Zero chance Wallace's contract gets stretched.
I can see him being stretched in a scenario where the Celtics want to retain Avery Bradley while creating cap space to sign a major free agent.
I can't. In this hypothetical scenario started by the OP, Bradley isn't re-signed, and we only have $10-$12 million. If Bradley is re-signed, say at $5 million for year 1, which would at least not cause some members of this board to riot (even if I think it's low), then you're at $5-7 million cap room (probably $6 million when you account for cap holds). So then you waive Wallace, and you're at $12 million. The TPE is $10 million. What player are you going to get for $12 million who is so much better than the player you could get for $10 million that's it's worth having $4 million in dead money on the books for the next four seasons after this one? Furthermore, Bogans+Pressey+Johnson+Babb can bring you back $11.75 million in salary if all packaged together, which is pretty much where we'd be with the cap room. Yes, you'd have to do a sign-and-trade, but those generally aren't hard if you're not getting a franchise player and you're making the other team take on zero dollars of guaranteed salary. Might cost us two second round picks. That's a fine price to pay when the alternative is having that much deadweight on your cap for such a long period.
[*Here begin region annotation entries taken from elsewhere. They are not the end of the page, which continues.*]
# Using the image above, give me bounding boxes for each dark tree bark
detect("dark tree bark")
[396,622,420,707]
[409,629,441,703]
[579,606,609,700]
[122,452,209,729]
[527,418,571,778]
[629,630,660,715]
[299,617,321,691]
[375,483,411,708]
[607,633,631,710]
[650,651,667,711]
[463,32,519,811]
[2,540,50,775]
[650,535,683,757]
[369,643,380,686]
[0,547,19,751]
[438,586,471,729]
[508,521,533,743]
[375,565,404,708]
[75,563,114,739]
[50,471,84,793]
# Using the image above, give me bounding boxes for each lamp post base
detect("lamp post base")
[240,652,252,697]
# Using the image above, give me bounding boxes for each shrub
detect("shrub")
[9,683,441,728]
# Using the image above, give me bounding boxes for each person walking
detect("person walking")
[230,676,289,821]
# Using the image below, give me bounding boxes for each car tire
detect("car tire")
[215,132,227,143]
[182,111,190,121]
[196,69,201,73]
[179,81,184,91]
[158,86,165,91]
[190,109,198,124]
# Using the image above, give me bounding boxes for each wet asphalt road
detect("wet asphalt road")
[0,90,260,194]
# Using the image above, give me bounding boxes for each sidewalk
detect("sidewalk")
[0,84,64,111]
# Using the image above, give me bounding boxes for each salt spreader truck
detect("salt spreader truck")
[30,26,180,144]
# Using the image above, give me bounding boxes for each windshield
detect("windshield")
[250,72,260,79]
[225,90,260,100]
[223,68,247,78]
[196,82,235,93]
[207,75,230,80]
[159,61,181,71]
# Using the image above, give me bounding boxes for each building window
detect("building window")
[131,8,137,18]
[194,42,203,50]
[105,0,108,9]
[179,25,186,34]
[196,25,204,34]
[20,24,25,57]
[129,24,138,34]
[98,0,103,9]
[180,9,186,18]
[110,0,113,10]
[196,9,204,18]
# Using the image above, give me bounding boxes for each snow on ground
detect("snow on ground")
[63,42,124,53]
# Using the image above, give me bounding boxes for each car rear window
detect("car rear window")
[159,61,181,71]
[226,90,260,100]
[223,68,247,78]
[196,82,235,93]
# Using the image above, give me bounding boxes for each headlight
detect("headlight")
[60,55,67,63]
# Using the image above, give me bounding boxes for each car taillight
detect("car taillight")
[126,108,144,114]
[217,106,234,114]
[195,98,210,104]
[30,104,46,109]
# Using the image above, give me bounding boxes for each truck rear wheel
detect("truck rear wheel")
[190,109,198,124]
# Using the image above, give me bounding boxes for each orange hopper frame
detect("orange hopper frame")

Assuming your numbers are right, hypothetically, you can trade Brandon Bass and Joel Anthony along with a first (maybe the Clippers pick) to a team with cap space for the draft rights of a foreign player who will never come to the NBA and add another $10 million-ish to cap space. 10+12 equals 22 and, hey, $22 million is around the amount of the maximum a team can offer Carmelo Anthony, so if you really want Melo, then stretching Wallace could be a way to put out a starting line up of Rondo, Bradley, Green, Melo, Sullinger.
At that point, maybe my idea of Green/Sullinger for Asik/Parsons/first might sound more attractive to some people.